Unemployment Rate Drops To 4.6 Percent, Lowest Level Since 2007
Unemployment dropped by 0.3 percentage points, to 4.6 percent, last month — the lowest rate since 2007 — according to the monthly jobs report from the Bureau of Labor Statistics.
The report says the U.S. added 178,000 new jobs in November.
That's about what economists had expected. They'd been predicting some 180,000 new jobs last month, NPR's Yuki Noguchi reports — almost exactly the average monthly growth for the year so far.
But the drop in unemployment was a surprise — economists thought it would hold steady at 4.9 percent.
The BLS notes that the unemployment rate had shown little movement from August 2015 through October 2016.
The drop in unemployment was driven by adult men, while the rates for women and teenagers didn't show much or any change.
Average hourly earnings dropped by 3 cents, after seeing an 11-cent rise in October.

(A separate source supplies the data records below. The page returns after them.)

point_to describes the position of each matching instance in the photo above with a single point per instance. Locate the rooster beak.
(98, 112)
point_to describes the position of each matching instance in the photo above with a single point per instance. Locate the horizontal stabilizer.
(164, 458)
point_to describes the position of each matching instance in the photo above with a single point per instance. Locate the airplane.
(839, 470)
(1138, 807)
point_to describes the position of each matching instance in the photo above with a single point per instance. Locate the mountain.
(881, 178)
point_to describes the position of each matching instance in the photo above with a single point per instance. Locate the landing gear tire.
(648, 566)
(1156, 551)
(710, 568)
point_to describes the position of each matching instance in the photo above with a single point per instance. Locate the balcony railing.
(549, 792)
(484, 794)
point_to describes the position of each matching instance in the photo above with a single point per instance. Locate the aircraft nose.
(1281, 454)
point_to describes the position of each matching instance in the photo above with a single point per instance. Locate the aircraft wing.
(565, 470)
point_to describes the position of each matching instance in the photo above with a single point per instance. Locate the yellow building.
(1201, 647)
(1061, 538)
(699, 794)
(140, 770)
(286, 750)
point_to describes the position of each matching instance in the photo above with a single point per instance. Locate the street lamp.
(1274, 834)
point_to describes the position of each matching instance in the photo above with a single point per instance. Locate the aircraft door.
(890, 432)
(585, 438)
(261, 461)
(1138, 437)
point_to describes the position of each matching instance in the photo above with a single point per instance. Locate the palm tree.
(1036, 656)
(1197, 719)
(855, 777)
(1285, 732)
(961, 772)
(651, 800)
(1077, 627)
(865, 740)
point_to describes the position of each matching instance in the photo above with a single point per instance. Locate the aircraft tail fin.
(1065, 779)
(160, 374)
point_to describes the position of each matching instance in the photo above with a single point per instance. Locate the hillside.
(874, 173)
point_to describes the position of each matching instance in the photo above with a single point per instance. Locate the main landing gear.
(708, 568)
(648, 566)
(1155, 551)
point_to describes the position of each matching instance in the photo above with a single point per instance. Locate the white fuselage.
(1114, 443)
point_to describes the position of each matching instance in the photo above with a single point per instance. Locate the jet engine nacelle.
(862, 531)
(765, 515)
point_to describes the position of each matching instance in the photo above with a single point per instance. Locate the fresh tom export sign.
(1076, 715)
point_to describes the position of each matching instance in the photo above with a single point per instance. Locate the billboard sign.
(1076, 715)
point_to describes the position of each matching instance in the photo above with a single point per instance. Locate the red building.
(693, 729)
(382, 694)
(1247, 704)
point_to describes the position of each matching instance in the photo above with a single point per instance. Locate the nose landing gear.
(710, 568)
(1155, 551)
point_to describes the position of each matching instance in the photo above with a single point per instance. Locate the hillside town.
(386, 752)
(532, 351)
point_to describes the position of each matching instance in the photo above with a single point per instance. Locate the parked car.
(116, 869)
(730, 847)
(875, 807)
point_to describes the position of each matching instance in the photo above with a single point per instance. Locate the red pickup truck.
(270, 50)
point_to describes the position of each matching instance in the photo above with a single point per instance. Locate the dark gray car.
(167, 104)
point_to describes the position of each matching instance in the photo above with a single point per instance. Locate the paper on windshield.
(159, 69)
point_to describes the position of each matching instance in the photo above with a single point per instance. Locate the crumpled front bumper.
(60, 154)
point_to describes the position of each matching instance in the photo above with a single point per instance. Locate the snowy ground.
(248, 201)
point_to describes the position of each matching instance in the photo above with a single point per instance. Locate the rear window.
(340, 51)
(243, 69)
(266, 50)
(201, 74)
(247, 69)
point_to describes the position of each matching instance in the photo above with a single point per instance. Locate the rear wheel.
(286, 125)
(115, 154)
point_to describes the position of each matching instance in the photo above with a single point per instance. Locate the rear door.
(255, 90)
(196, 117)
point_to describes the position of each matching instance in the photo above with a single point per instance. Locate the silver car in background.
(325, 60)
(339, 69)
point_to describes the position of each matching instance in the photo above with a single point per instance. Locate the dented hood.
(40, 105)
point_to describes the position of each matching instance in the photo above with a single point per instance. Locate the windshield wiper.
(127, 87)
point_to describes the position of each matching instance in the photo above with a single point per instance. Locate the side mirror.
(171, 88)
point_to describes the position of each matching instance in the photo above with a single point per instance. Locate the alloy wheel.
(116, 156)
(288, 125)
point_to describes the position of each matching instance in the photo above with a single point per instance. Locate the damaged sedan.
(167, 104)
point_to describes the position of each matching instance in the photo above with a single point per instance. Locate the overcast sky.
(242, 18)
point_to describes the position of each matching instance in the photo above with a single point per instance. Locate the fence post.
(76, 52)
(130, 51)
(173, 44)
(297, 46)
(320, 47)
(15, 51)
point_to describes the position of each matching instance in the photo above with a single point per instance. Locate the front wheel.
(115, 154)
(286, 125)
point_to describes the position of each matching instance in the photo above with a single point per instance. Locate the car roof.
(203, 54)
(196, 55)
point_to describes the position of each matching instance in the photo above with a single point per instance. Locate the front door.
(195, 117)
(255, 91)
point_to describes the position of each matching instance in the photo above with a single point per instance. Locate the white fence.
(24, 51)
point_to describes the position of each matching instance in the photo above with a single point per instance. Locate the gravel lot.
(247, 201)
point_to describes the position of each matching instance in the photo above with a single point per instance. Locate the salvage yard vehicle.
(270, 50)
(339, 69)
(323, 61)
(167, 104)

Economists had been watching to see if the relatively low unemployment rate would be pushing employers to raise wages, Yuki Noguchi reports.
"In previous years, wage gains have been stagnant," Yuki told our Newscast unit. "But in October, wages increased at their fastest pace since the end of the recession — 2.8 percent."
That trend did not continue in November, although the BLS notes that over the course of the year, wages have still increased by 2.5 percent.